Appeal from a judgment of the Onondaga County Court (Anthony F. Aloi, J.), rendered January 4, 2010. The judgment convicted defendant, upon her plea of guilty, of grand larceny in the fourth degree.
It is hereby ordered that the judgment so appealed from is unanimously affirmed.
Memorandum: Defendant appeals from a judgment convicting her, following a plea of guilty, of grand larceny in the fourth degree (Penal Law § 155.30 [1]). We agree with defendant that her waiver of the right to appeal was not knowingly, intelligently, and voluntarily entered (see People v Bradshaw, 18 NY3d 257, 262 [2011]; see generally People v Lopez, 6 NY3d 248, 256 [2006]); thus, it does not encompass defendant’s contentions that the award of restitution was not based on evidence in the record and that County Court should have held a hearing with respect to the amount of restitution (cf.
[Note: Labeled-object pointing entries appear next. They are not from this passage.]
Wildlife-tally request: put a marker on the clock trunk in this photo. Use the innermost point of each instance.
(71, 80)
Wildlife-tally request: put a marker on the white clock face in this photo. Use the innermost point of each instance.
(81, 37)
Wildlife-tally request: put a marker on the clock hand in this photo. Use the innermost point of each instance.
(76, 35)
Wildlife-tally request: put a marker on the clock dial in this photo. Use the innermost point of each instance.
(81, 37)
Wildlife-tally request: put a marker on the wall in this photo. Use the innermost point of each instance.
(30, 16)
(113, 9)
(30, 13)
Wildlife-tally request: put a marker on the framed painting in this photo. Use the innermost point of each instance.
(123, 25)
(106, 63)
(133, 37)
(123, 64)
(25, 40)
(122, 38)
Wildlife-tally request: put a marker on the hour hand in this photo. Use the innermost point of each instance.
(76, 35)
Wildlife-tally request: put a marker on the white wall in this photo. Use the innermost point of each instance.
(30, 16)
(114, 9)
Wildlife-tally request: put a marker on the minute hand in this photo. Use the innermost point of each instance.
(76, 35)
People v Tessitore, 101 AD3d 1621, 1622 [2012], lv denied 20 NY3d 1104 [2013]). Defendant, however, failed to preserve for our review those contentions inasmuch as she did not object to the amount of restitution at sentencing, nor did she request a hearing (see id.; People v Lewis, 89 AD3d 1485, 1486 [2011]). In any event, defendant conceded “the facts necessary to establish the amount of restitution as part of a plea allocution” (People v Consalvo, *142189 NY2d 140, 145 [1996]) and thus waived her right to challenge the amount of restitution. Even assuming, arguendo, that defendant’s contention with respect to ineffective assistance of counsel survives the guilty plea (see generally People v March, 21 AD3d 1393, 1393 [2005], lv denied 6 NY3d 778 [2006]), we further conclude that defendant was not denied effective assistance of counsel by defense counsel’s failure to challenge the amount of restitution (see generally People v Ford, 86 NY2d 397, 404 [1995]). Present — Centra, J.P., Fahey, Garni, Whalen and Martoche, JJ.